While changes in hard cash reserves at global central banks tend to be glacial, the hit to sterling from a potential 'hard' UK exit from Europe's single market after more than 40 years could eventually undermine the pound's position in their coffers. With one of the biggest current account deficits in the world, Britain needs hundreds of billions of pounds of capital inflows each year just to balance its books.
Central bank demand for sterling reserves has been a critical, stable and reliable source of that overseas funding, and even the slightest decline in percentage holdings of pounds could have a magnified effect on Britain's fiscal well-being. Its current account deficit, now running at around 5.1 percent of gross domestic product, last year hit 5.4 percent - the highest for a single year since records began in 1948.
That means that in nominal terms, Britain needs to attract around 100 billion pounds, or $122 billion at current rates, from abroad each year to balance its books. Global FX reserves stand at $11 trillion, of which the currency composition of $7.51 trillion is known. Some 4.69 percent of that is in sterling, according to the International Monetary Fund.
IMF data indicates that central banks have accumulated up to $30 billion of additional sterling reserves on average each year since 2000 - funding at least a quarter of Britain's annual overseas deficit. Sterling's share of FX reserves is a distant third behind the euro (20.18 percent) and the dollar (63.39 percent), and the concern is that its share could eventually slip more.
Ratings agency Standard & Poor's last week said a fall below 3 percent would mean it would no longer classify sterling as a reserve currency, which could ultimately lead it to cut its UK sovereign credit rating again. "Recent sharp falls in sterling's value ... could reduce confidence in sterling and eventually threaten its role as a global reserve currency. We could lower (Britain's credit) rating if we conclude that sterling will lose its status as a reserve currency," S&P said.
Brad Setser, senior fellow at the Council on Foreign Relations in Washington, D.C. and a former economist at the US Treasury, said sterling has punched above its weight over the last decade as reserve managers saw it as an alternative to the dollar for diversification purposes and as a higher-yielding alternative to the euro. As a reserve currency the pound is similar in significance to the yen, even though Japan's economy is the third-largest in the world with an annual GDP of almost $5 trillion.
The yen's share of global reserves is 4.54 percent, the highest since 2002. It was as high as 6.77 percent in 1995, but below 3 percent as recently as 2010. Yet it's hard to compare the impact on sterling and the yen from changes in global reserves data because while Britain runs a large, long-running current account deficit, Japan has run a surplus every year since 1980. It reached 5 percent of GDP in 2007. All else being equal, this means the yen has a structural, natural tendency to strengthen, unlike the pound.

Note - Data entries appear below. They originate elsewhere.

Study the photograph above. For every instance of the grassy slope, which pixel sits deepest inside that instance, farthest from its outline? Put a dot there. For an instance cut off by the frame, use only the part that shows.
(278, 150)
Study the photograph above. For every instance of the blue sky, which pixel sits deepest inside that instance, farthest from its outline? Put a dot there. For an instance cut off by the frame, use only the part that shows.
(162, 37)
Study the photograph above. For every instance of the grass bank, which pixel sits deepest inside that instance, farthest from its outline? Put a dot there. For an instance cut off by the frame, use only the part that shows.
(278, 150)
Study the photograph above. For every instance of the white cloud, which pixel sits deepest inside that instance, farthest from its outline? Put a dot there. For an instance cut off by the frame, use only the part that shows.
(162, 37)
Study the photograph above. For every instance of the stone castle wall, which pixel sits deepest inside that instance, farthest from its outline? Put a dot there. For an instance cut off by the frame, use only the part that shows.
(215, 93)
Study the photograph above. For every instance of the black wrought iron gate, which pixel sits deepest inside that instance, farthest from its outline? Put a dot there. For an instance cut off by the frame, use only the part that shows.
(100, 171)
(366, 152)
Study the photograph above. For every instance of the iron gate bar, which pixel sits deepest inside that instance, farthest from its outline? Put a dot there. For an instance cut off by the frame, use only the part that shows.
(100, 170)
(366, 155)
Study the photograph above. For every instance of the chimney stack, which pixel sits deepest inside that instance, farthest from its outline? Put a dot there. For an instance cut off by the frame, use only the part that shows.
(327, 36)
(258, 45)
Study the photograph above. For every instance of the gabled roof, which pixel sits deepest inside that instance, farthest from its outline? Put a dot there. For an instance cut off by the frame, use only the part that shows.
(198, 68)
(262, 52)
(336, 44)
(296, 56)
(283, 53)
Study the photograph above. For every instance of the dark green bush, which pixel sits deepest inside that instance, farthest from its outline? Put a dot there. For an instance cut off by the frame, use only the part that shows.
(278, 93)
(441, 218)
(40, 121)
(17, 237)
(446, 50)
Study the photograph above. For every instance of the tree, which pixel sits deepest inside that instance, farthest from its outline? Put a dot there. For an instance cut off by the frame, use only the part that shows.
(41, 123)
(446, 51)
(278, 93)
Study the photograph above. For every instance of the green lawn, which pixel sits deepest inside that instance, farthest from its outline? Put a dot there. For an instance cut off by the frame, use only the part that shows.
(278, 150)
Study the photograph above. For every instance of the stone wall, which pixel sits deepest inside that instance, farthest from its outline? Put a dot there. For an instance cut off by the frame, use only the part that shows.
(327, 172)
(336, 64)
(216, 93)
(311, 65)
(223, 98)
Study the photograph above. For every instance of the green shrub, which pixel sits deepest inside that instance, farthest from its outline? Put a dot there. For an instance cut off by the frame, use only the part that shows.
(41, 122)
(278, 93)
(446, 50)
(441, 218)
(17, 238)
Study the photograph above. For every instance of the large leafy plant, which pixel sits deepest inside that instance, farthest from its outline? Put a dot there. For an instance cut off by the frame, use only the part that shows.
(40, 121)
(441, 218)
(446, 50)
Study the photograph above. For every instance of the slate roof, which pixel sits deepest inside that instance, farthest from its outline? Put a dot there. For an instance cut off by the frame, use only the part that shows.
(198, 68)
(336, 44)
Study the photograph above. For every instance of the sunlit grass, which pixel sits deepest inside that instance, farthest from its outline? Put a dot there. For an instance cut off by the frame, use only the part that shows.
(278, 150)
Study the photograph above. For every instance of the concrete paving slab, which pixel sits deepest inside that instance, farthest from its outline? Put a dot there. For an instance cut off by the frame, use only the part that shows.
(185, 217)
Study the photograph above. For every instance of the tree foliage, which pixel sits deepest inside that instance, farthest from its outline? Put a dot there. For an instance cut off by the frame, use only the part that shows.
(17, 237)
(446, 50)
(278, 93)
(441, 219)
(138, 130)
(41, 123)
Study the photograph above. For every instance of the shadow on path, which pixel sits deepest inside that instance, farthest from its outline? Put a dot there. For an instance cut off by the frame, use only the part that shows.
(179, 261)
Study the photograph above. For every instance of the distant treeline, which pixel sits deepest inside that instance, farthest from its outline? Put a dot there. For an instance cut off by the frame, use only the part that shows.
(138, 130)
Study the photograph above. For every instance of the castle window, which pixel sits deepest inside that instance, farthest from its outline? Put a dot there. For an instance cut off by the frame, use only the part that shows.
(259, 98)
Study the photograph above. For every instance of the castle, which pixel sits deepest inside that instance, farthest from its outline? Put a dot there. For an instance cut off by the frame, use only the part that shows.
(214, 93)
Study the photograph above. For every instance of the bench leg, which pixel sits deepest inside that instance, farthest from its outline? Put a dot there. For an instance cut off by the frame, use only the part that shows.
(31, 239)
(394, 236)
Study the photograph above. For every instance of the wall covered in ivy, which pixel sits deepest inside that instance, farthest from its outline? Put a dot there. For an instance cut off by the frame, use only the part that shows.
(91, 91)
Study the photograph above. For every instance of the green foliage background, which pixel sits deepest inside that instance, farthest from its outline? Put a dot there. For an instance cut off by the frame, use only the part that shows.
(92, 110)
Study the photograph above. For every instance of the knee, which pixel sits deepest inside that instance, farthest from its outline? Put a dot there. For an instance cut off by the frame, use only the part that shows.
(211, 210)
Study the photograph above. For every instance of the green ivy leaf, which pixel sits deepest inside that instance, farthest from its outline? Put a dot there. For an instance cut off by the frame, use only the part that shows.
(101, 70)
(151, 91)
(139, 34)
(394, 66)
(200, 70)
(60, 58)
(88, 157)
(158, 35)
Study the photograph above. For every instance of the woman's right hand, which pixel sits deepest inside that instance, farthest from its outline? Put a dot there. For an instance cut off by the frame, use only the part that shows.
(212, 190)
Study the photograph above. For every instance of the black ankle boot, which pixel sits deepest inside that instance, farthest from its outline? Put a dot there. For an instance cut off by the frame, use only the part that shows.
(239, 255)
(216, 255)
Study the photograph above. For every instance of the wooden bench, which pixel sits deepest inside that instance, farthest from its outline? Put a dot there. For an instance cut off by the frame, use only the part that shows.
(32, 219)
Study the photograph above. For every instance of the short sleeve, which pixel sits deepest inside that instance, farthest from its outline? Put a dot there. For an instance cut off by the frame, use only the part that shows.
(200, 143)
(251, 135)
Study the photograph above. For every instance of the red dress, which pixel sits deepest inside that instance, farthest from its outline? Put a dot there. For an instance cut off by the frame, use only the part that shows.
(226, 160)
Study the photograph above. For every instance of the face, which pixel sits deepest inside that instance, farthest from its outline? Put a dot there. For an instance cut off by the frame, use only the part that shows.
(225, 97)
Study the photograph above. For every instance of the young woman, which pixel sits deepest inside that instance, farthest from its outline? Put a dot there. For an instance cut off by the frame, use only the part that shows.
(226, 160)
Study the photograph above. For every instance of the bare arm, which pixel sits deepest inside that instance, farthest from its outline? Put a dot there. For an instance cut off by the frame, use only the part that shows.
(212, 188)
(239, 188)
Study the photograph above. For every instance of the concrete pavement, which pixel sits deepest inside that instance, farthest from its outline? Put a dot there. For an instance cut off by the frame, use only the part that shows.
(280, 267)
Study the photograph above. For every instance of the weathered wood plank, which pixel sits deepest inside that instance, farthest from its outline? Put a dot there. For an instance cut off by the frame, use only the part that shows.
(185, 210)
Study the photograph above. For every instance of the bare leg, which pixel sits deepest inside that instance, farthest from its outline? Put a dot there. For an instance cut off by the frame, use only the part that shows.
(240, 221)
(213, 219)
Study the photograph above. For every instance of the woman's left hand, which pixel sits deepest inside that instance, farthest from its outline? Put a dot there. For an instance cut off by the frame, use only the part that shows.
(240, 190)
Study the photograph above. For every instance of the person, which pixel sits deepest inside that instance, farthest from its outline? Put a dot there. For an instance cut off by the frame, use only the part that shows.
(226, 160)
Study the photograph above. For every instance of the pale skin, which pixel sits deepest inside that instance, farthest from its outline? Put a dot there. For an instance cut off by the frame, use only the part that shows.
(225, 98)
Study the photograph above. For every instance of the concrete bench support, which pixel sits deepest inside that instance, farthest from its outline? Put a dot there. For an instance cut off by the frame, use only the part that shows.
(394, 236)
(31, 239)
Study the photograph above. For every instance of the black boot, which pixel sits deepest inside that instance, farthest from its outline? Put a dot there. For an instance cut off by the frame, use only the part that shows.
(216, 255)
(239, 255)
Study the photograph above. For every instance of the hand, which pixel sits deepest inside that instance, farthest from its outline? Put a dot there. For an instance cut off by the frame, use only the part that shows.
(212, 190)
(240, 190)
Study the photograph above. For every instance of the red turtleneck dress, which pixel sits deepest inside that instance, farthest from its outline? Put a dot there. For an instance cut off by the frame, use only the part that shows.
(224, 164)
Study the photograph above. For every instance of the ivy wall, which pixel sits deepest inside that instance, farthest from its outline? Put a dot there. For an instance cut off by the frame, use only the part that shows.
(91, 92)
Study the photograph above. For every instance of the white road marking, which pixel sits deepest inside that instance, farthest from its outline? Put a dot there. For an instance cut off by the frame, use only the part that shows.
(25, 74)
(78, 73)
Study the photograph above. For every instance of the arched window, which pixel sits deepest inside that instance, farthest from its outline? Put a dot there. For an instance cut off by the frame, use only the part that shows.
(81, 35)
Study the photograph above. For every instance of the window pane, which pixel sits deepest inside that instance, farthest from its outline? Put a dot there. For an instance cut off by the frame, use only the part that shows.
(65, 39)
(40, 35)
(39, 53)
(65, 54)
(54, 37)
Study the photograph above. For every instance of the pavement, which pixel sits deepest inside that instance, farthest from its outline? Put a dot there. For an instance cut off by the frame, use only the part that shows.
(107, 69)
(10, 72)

Bank of England data this week showed that foreign investors bought a net 13.27 billion pounds of UK government bonds in September, the most in almost a year. The pound slumped to a 31-year low against the dollar and a near-record low on a trade-weighted basis. Crucially, the latest slide has been accompanied by a selloff in gilts, breaking a link that had held firm for the past year. This shows that investors are now turning their back on sterling and UK bonds, a potential nightmare scenario for UK policymakers if it persists.
For a country that relies on "the kindness of strangers", in the words of BoE governor Mark Carney, to balance its books, even the hint that capital inflows might dry up could have serious consequences. S&P's fellow rating agency Moody's has also said downward pressure on sterling from "substantial and persistent" capital outflows would raise fundamental doubts about its reserve currency status and could lead to a UK sovereign credit downgrade.